De même, un guide élaboré en collaboration entre la CNIL et le CNOM en 2018 apporte des précisions aux acteurs de la santé sur cette notion de traitement à grande échelle, et précise certains paramètres devant être pris en compte par les professionnels de la santé réalisant des traitements de données personnelles. Parmi ces paramètres, nous retrouvons notamment les modalités d’exercice du professionnel de santé (au sein d’un réseau, de maisons de santé, de centre de santé, …) ou encore si ce dernier sera amené à intervenir dans des dossiers partagés entre plusieurs professionnels de santé.

Alors, avez-vous procédé à votre désignation DPO ?

 

Le prochain rendez-vous des établissements : NIS 2

 

Cette obligation de désignation d’un DPO existe depuis l’entrée en vigueur du RGPD le 25 mai 2018, soit presque 6 ans, et force est de constater à la lumière de la campagne de mise en demeure d’avril 2022 réalisée par la CNIL que les établissements publics concernés n’ont pas tous répondu à l’appel du RGPD en temps et en heure.
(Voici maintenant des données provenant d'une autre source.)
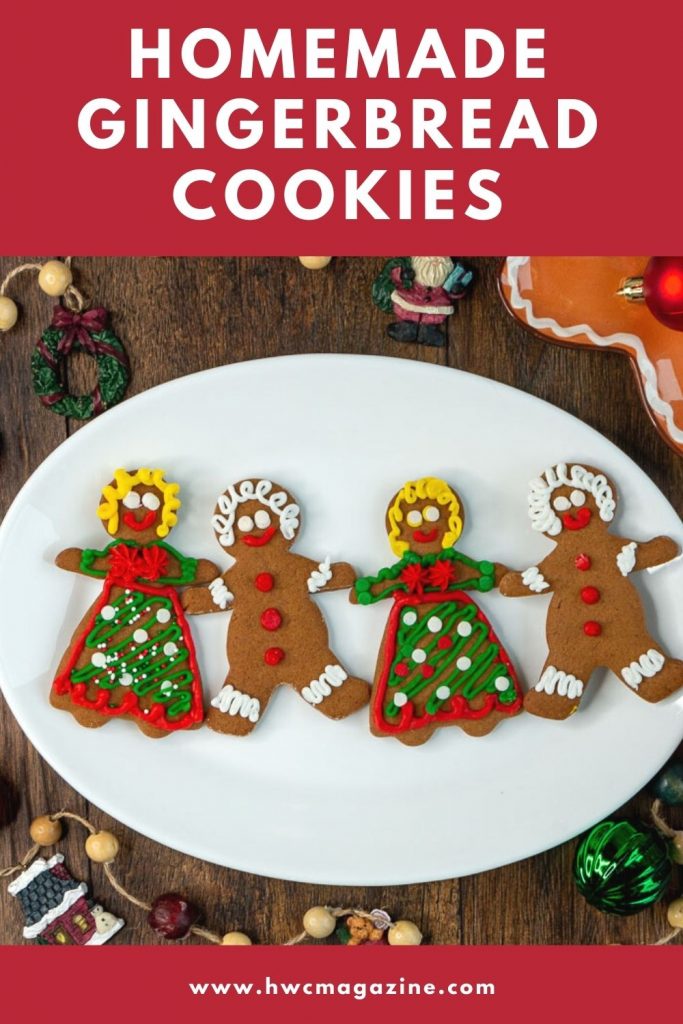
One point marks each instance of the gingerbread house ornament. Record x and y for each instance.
(56, 908)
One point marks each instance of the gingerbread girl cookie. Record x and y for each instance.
(132, 655)
(276, 634)
(595, 619)
(440, 663)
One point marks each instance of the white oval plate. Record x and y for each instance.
(304, 798)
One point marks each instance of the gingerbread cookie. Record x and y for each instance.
(440, 663)
(595, 619)
(132, 655)
(276, 634)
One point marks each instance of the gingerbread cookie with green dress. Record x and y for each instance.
(132, 655)
(440, 663)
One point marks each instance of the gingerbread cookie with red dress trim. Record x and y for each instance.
(595, 619)
(276, 634)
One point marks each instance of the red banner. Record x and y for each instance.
(166, 128)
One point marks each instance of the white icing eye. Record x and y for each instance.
(151, 501)
(262, 519)
(561, 504)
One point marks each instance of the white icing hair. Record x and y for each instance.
(260, 491)
(540, 508)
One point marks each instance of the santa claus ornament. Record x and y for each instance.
(421, 292)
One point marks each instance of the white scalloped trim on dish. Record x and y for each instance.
(655, 401)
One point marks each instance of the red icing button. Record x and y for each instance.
(271, 619)
(273, 655)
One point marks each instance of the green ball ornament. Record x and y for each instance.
(622, 866)
(668, 785)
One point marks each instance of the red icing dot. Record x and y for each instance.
(271, 619)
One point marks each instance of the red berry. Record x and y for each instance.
(172, 916)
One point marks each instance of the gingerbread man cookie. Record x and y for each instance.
(132, 655)
(440, 663)
(595, 619)
(276, 634)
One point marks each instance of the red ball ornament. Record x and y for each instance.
(172, 915)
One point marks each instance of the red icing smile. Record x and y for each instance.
(578, 519)
(425, 538)
(139, 524)
(259, 542)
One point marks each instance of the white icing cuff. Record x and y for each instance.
(322, 687)
(562, 683)
(626, 559)
(231, 701)
(319, 578)
(220, 595)
(647, 666)
(535, 580)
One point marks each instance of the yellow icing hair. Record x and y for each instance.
(429, 487)
(124, 483)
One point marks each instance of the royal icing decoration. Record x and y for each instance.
(319, 578)
(535, 580)
(541, 509)
(626, 559)
(647, 666)
(231, 701)
(223, 521)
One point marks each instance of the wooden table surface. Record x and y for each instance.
(179, 315)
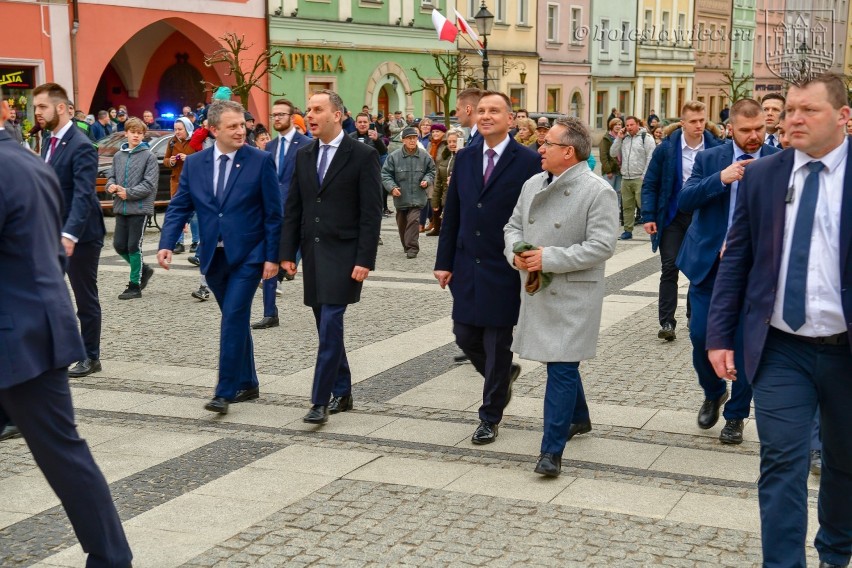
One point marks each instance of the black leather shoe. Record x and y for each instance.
(514, 373)
(247, 394)
(217, 404)
(667, 332)
(84, 368)
(317, 415)
(147, 273)
(340, 404)
(9, 431)
(708, 415)
(579, 428)
(485, 433)
(816, 461)
(732, 433)
(266, 323)
(549, 465)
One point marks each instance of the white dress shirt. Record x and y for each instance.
(736, 184)
(332, 150)
(499, 148)
(687, 159)
(823, 307)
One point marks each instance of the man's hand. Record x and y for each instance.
(723, 363)
(289, 267)
(270, 269)
(164, 258)
(532, 259)
(443, 277)
(69, 246)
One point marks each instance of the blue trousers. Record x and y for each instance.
(234, 288)
(792, 379)
(269, 287)
(331, 374)
(564, 403)
(490, 351)
(738, 406)
(41, 408)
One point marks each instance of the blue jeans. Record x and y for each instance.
(564, 403)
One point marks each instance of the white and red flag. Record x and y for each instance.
(466, 29)
(446, 30)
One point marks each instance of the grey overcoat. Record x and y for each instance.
(575, 219)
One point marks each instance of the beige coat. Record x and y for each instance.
(576, 219)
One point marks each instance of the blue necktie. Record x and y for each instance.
(800, 249)
(282, 152)
(323, 163)
(220, 183)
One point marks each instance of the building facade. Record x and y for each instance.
(665, 63)
(565, 67)
(612, 51)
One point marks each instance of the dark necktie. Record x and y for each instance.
(282, 152)
(489, 167)
(323, 164)
(220, 183)
(800, 249)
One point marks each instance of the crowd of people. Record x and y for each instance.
(755, 214)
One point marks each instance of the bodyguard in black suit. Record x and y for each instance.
(486, 183)
(334, 214)
(38, 340)
(71, 155)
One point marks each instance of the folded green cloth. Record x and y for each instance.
(535, 280)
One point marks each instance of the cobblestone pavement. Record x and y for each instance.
(396, 481)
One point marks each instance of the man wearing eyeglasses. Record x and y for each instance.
(284, 149)
(560, 317)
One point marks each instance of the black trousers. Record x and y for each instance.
(670, 242)
(41, 409)
(490, 351)
(83, 274)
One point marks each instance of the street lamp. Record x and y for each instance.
(484, 22)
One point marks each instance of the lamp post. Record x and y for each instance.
(484, 21)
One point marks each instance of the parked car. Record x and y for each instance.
(158, 140)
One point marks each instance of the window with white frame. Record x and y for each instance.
(604, 35)
(523, 11)
(553, 22)
(576, 22)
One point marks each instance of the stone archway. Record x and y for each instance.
(392, 76)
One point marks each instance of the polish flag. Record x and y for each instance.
(446, 30)
(466, 29)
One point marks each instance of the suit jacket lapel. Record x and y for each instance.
(846, 211)
(502, 163)
(341, 156)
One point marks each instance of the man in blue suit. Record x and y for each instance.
(284, 149)
(787, 272)
(670, 167)
(38, 332)
(71, 155)
(234, 190)
(709, 196)
(485, 186)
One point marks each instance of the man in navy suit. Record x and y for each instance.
(71, 155)
(787, 271)
(485, 186)
(38, 332)
(234, 190)
(709, 195)
(334, 214)
(284, 149)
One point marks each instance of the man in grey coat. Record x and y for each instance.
(406, 175)
(576, 222)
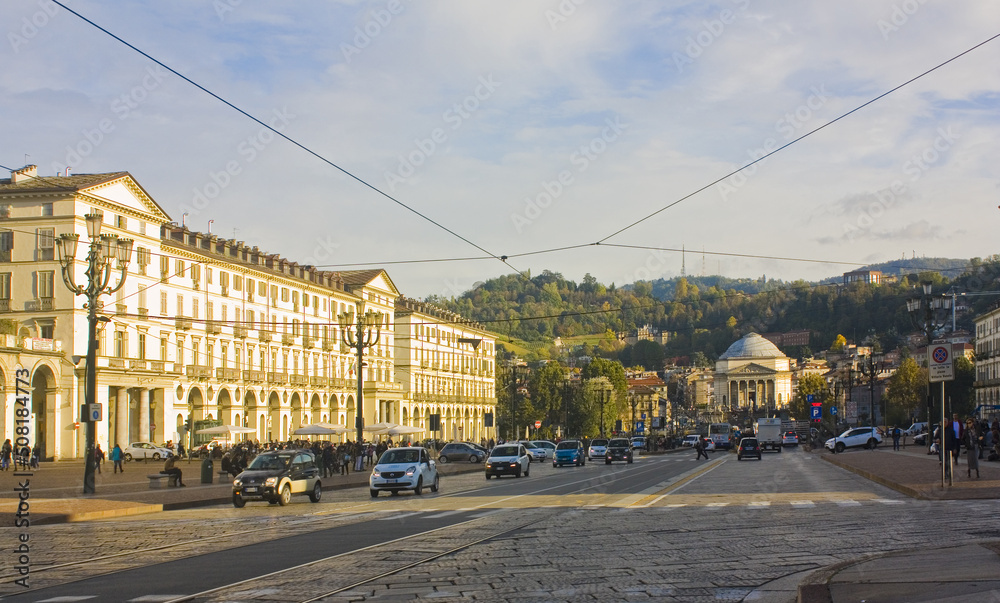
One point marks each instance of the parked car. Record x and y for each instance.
(276, 476)
(146, 450)
(460, 451)
(406, 468)
(619, 449)
(689, 440)
(508, 459)
(598, 448)
(569, 452)
(535, 452)
(867, 437)
(748, 447)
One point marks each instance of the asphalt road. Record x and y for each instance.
(664, 528)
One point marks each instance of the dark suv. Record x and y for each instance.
(619, 449)
(275, 476)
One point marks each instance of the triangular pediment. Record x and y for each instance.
(752, 369)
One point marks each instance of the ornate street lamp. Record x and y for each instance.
(360, 334)
(105, 249)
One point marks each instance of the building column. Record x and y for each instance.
(121, 417)
(143, 403)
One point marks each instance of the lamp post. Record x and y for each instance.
(104, 249)
(364, 332)
(934, 313)
(870, 366)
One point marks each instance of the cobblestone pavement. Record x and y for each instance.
(738, 531)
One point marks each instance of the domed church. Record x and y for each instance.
(753, 374)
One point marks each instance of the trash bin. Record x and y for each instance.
(206, 471)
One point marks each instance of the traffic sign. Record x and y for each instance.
(939, 361)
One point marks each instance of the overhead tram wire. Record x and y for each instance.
(278, 133)
(791, 142)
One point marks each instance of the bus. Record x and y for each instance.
(720, 434)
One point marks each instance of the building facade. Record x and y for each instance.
(204, 328)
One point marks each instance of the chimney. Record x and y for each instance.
(28, 172)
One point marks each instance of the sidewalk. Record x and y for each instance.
(55, 490)
(959, 573)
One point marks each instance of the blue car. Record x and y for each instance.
(569, 452)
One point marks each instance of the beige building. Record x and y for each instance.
(447, 367)
(753, 374)
(205, 328)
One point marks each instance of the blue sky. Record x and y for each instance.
(526, 126)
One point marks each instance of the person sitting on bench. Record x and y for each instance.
(170, 468)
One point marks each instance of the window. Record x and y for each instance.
(46, 243)
(46, 284)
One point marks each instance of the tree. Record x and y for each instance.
(905, 392)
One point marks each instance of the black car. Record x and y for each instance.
(619, 449)
(276, 476)
(748, 447)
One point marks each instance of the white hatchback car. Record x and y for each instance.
(146, 450)
(858, 436)
(408, 468)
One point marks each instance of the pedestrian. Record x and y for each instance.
(117, 458)
(699, 446)
(972, 446)
(5, 454)
(98, 457)
(171, 468)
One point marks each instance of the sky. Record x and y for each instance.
(423, 134)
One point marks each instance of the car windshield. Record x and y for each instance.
(399, 456)
(269, 462)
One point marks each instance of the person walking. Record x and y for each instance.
(972, 446)
(117, 458)
(98, 457)
(699, 446)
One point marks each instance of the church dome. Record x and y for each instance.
(752, 346)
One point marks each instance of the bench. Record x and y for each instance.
(155, 480)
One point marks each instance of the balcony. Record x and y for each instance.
(197, 371)
(227, 374)
(254, 376)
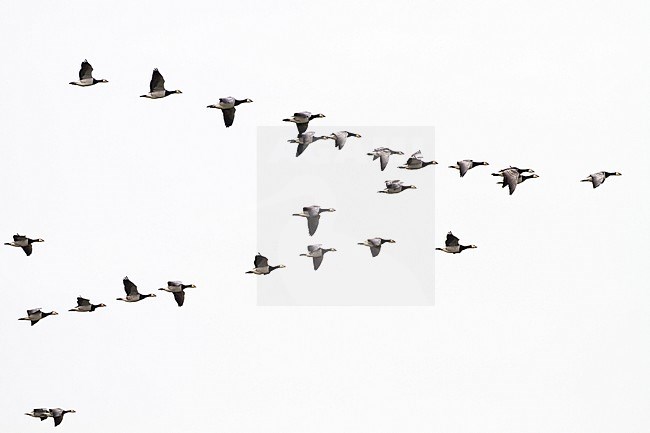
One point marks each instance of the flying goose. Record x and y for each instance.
(302, 120)
(178, 290)
(395, 186)
(383, 153)
(157, 87)
(132, 294)
(23, 242)
(517, 169)
(452, 246)
(415, 162)
(304, 140)
(341, 137)
(312, 213)
(465, 165)
(597, 179)
(520, 178)
(34, 315)
(262, 266)
(316, 252)
(84, 305)
(57, 413)
(375, 244)
(512, 177)
(227, 106)
(41, 413)
(86, 76)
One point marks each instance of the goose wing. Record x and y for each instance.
(311, 210)
(82, 302)
(302, 127)
(157, 83)
(228, 116)
(312, 224)
(261, 261)
(597, 179)
(179, 297)
(86, 71)
(340, 138)
(383, 160)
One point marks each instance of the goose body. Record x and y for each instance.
(465, 165)
(41, 413)
(21, 241)
(84, 306)
(57, 414)
(415, 162)
(341, 137)
(35, 314)
(227, 106)
(317, 252)
(86, 76)
(262, 267)
(132, 294)
(157, 87)
(597, 179)
(302, 119)
(452, 246)
(395, 187)
(312, 213)
(383, 153)
(177, 288)
(513, 176)
(304, 140)
(375, 245)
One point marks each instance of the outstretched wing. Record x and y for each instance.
(451, 241)
(179, 297)
(157, 82)
(228, 116)
(261, 261)
(129, 287)
(312, 224)
(312, 248)
(302, 146)
(86, 71)
(302, 127)
(383, 160)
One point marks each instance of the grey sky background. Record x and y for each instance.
(348, 181)
(542, 328)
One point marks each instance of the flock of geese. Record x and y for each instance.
(510, 177)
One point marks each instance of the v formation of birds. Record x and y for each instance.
(510, 177)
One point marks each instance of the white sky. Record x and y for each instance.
(542, 328)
Pour autant, Il ne faudrait pas que cela devienne une habitude pour les établissements publics, notamment avec l’arrivée de la directive Network and Information Security 2 (« NIS 2 »).

Pour rappel, cette directive européenne, qui s’inscrit dans la continuité de la directive NIS 1 adoptée le 6 juillet 2016 puis transposée en France le 26 février 2018, vise à augmenter le niveau de cybersécurité des acteurs majeurs dans des secteurs d’activité stratégiques (dix-huit au total), tels que la santé, les infrastructures numériques, l’administration publique, ou encore la recherche, etc…

NIS 2 permet l’inclusion d’un mécanisme de proportionnalité, qui distingue deux catégories d’entités régulées en fonction de leur niveau de criticité : les entités essentielles (EE) et les entités importantes (EI).

Ces entités devront s’auto-désigner auprès des autorités compétentes de chaque Etat membre qui ont jusqu’au plus tard le 17 avril 2025 pour établir une liste de l’ensemble des EE et EI intervenant sur leur territoire. En France, les entités concernées devront réaliser cette désignation auprès de l’ANSSI (Agence nationale de la sécurité des systèmes d’information).

Ces entités, aussi bien publiques que privées, devront anticiper les nouvelles obligations qui s’imposeront à eux, notamment en termes de mesures de gestion des risques en matière de cybersécurité, mais aussi en termes d’obligations d’information auprès des autorités compétentes en cas « [d’] incident ayant un impact important sur leur fourniture des services ».

La directive NIS 2 a été publiée le 27 décembre 2022 au Journal Officiel de l’Union européenne et prévoit un délai de 21 mois pour que chaque Etat membre puisse transposer dans son droit national les différentes exigences réglementaires. NIS 2 devrait donc rentrer en vigueur en France au plus tard en octobre 2024.

Une distinction est à faire toutefois entre la date d’entrée en vigueur et la date d’application de l’ensemble des exigences réglementaires qui seront imposées aux entités régulées : certaines d’entre elles seront d’application directe et d’autres seront soumises à un délai de mise en conformité. Vigilance donc pour les acteurs de la santé et de la recherche dans la gestion de leur calendrier !

 

 

Raphaël Cavan a rejoint le Cabinet Houdart & Associés en 2022 tant qu’élève avocat, et exerce aujourd’hui en tant qu'avocat au sein du pôle santé numérique.

L’obtention de son master en droit du numérique auprès de l’université Paris XII (UPEC)et ses différentes expériences professionnelles auprès d’acteurs publics lui ont permis de développer un sens du service public et un intérêt pour les enjeux posés par le numérique aujourd’hui dans le secteur de la santé et de la recherche scientifique.

Il intervient aujourd’hui auprès des établissements de santé privés et publics dans leur mise en conformité à la réglementation en matière de données personnelles, et les conseille sur les questions en lien avec le droit du numérique.